Door het minimumloon te verhogen, stijgen ook de daaraan gekoppelde uitkeringen en de AOW, zodat het sociaal minimum wordt opgetrokken en niemand in armoede hoeft te leven.
“De uitkeringen stijgen mee. Uitkeringen die gekoppeld zijn aan het minimumloon, zoals WIA, Wajong, bijstand en AOW stijgen mee met de verhoging van het minimumloon.”
De VVD vindt dat werken altijd meer moet opleveren dan een uitkering en wil het verschil tussen werk en uitkering vergroten. Ze stellen voor om uitkeringen los te koppelen van het minimumloon, een uitkeringsplafond in te voeren en lokale regelingen te beperken, zodat het basissalaris van werkenden altijd hoger is dan het totaal aan uitkeringen. De kern van hun visie is dat het financieel aantrekkelijker moet zijn om te werken dan om afhankelijk te zijn van sociale voorzieningen.

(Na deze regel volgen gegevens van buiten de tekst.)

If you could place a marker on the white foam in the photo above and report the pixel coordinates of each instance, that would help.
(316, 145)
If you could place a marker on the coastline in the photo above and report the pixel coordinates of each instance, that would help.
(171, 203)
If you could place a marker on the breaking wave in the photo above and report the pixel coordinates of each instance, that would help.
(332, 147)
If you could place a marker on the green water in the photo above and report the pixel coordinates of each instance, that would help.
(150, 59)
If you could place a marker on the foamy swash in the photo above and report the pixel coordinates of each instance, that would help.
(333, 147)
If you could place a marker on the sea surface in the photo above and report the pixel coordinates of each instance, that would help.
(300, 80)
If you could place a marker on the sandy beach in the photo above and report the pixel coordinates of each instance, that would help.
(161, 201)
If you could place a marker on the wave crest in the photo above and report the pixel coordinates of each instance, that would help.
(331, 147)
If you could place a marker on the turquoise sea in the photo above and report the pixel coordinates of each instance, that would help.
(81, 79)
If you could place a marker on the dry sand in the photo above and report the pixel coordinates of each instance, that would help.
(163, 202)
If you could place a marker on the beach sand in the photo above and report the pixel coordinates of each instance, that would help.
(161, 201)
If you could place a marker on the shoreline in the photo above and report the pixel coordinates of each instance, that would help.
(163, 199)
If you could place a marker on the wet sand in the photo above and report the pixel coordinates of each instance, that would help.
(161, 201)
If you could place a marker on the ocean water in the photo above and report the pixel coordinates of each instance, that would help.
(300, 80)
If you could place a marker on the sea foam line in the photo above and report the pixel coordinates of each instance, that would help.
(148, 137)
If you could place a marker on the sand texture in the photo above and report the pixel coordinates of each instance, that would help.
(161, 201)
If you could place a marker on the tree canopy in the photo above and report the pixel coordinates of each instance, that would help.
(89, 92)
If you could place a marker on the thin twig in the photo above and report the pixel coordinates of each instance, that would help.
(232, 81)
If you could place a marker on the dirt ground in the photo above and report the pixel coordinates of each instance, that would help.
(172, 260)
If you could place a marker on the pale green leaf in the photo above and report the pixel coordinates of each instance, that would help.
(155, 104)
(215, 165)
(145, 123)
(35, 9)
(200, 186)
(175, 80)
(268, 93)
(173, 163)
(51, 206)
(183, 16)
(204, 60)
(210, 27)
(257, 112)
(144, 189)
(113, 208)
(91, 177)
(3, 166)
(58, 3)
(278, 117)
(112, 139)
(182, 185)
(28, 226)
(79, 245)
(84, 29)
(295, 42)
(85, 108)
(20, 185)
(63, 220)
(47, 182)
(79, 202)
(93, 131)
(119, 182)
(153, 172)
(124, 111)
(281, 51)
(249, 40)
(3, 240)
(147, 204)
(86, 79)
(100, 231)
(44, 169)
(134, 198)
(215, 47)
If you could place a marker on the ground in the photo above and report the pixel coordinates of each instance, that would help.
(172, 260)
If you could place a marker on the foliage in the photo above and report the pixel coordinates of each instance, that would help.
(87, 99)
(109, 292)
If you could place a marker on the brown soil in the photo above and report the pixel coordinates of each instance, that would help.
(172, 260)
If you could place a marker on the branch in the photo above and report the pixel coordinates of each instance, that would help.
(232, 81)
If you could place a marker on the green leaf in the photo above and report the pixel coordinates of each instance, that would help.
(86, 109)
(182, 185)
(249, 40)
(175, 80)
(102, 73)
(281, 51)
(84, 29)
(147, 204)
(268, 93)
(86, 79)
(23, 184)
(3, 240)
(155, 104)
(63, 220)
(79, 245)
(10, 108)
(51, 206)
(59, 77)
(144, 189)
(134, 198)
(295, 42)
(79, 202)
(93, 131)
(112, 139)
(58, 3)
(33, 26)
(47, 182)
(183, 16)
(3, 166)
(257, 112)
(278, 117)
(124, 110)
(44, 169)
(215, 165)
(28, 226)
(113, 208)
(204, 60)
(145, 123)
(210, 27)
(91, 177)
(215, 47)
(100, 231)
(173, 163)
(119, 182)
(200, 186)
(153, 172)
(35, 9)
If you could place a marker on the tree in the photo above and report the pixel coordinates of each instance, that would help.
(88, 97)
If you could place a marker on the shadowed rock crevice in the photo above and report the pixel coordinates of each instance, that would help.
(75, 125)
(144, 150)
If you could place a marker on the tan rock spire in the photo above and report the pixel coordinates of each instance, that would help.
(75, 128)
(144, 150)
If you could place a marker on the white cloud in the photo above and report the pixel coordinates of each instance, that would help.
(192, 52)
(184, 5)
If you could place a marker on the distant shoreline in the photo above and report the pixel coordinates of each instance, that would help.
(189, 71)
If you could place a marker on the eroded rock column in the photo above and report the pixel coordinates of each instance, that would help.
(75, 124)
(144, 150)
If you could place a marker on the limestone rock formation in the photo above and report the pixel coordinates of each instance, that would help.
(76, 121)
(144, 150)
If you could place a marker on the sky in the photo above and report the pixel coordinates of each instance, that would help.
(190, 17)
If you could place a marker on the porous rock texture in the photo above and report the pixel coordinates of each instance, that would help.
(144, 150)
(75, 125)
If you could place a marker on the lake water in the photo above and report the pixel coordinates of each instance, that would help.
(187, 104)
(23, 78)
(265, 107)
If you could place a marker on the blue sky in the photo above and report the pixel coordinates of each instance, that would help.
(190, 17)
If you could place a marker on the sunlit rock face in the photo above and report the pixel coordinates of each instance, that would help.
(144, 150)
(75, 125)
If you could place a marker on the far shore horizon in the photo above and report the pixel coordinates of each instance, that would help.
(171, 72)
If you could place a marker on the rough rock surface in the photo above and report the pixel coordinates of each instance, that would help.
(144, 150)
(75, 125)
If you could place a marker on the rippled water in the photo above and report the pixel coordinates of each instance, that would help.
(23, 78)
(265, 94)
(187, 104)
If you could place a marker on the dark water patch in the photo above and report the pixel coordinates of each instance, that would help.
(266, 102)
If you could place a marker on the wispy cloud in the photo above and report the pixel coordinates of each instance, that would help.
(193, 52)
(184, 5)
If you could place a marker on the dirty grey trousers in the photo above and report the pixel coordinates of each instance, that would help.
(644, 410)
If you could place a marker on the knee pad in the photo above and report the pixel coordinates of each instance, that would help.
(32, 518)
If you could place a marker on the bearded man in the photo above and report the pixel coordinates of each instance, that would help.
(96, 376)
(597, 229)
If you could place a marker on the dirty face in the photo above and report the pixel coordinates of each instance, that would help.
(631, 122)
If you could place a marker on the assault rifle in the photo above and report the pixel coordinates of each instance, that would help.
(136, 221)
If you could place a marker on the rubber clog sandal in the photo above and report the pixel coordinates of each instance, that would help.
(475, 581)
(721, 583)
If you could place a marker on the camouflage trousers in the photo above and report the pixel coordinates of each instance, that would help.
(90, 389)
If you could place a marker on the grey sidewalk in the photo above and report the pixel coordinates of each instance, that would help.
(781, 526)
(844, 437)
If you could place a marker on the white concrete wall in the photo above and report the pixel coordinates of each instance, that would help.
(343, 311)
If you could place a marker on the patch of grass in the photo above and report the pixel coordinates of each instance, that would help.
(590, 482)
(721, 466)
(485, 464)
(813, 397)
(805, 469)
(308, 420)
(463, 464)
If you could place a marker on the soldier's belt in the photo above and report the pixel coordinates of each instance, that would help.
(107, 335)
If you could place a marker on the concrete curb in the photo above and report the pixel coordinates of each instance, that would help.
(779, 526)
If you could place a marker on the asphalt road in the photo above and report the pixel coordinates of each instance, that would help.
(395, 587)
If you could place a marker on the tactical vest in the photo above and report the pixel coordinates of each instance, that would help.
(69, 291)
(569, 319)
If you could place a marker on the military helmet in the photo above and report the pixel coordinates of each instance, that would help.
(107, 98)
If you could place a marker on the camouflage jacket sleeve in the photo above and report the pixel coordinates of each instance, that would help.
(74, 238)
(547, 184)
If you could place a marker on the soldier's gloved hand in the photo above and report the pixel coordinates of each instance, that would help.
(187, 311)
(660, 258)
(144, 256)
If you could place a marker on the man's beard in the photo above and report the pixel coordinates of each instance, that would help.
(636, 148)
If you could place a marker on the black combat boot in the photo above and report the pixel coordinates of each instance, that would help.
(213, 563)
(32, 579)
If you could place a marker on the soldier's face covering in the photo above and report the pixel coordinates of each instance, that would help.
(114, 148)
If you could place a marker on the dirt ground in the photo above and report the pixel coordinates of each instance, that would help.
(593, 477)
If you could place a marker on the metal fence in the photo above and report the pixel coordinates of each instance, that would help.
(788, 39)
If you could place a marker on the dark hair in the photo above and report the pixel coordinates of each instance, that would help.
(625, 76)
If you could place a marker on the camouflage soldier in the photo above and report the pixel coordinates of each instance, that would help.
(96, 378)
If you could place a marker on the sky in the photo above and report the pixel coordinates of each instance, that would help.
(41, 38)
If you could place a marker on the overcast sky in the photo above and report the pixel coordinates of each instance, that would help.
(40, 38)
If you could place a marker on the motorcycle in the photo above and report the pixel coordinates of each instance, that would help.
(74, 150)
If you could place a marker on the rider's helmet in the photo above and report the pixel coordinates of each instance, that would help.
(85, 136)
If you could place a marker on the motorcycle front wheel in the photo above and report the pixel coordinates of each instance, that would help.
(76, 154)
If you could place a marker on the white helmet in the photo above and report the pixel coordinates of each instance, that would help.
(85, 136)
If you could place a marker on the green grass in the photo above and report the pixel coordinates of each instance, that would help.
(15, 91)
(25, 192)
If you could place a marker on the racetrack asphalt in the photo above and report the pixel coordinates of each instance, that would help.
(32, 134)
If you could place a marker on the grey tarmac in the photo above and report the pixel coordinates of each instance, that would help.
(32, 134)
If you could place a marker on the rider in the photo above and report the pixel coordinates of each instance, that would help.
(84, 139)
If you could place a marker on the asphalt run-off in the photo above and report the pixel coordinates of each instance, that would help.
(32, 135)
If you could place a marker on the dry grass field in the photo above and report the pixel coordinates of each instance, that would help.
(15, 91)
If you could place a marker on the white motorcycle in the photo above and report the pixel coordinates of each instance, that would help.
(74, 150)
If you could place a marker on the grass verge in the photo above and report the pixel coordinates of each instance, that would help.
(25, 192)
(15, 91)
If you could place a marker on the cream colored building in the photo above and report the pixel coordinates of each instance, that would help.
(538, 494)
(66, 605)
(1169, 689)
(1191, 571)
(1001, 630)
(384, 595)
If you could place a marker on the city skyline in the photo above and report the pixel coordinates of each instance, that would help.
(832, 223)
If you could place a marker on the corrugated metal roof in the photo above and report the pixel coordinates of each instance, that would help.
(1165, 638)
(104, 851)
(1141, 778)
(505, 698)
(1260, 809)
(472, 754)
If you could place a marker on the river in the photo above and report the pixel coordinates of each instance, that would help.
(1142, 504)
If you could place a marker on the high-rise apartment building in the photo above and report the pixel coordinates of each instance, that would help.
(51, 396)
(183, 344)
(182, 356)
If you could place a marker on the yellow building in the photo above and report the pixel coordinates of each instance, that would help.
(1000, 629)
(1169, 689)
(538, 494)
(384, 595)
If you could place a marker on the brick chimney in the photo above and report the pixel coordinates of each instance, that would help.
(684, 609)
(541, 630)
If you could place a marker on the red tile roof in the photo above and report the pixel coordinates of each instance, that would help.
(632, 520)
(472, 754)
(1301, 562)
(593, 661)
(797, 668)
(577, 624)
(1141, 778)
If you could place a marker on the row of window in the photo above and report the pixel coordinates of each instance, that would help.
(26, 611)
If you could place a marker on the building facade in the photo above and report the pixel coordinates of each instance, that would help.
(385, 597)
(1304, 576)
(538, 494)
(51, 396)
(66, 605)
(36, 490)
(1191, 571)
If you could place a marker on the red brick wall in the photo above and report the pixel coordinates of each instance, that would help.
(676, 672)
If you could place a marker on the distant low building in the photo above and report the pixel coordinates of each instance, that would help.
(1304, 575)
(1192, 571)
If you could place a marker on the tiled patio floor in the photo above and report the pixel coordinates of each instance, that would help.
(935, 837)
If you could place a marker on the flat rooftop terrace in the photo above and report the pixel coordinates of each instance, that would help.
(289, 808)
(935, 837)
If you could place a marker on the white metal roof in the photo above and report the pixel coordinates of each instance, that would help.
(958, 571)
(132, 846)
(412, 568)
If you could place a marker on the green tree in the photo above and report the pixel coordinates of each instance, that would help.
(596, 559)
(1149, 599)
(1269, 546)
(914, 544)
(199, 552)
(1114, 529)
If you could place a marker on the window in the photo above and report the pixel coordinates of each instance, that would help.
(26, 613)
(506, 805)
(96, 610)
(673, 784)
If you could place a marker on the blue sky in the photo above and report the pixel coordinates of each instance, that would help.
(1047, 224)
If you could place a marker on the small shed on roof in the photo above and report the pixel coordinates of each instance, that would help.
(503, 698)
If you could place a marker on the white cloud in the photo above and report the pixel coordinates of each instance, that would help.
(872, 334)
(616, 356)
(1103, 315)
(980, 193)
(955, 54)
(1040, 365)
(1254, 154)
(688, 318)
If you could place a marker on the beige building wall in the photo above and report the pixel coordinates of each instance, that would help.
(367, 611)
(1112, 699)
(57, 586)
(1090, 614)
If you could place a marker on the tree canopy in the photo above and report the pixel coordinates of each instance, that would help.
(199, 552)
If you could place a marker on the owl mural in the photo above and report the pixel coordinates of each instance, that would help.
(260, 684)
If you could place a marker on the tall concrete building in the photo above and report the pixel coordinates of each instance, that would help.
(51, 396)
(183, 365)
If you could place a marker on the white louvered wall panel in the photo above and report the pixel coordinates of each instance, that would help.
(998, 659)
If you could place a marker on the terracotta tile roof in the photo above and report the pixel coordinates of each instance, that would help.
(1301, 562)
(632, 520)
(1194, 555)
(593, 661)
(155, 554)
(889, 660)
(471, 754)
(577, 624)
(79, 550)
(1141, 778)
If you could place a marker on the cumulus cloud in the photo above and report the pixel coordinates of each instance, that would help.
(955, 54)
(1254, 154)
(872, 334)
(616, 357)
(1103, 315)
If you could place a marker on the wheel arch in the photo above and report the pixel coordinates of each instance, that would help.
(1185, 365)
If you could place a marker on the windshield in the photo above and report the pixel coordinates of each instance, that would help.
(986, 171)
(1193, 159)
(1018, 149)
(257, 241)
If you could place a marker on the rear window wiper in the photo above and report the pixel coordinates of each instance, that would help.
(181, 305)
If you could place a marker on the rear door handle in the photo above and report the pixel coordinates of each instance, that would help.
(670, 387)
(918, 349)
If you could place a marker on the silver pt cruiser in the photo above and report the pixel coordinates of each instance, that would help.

De VVD wil voorkomen dat mensen met een uitkering door stapeling van toeslagen en regelingen meer te besteden hebben dan werkenden met een basissalaris. Ze willen landelijke voorwaarden stellen aan gemeentelijke regelingen, een uitkeringsplafond invoeren en de koppeling tussen minimumloon en uitkeringen loslaten. Dit moet ervoor zorgen dat het basissalaris van werkenden altijd hoger is dan het totaal aan uitkeringen.
“Het mag namelijk niet zo zijn dat werken voor een slechter inkomen zorgt dan een uitkering.”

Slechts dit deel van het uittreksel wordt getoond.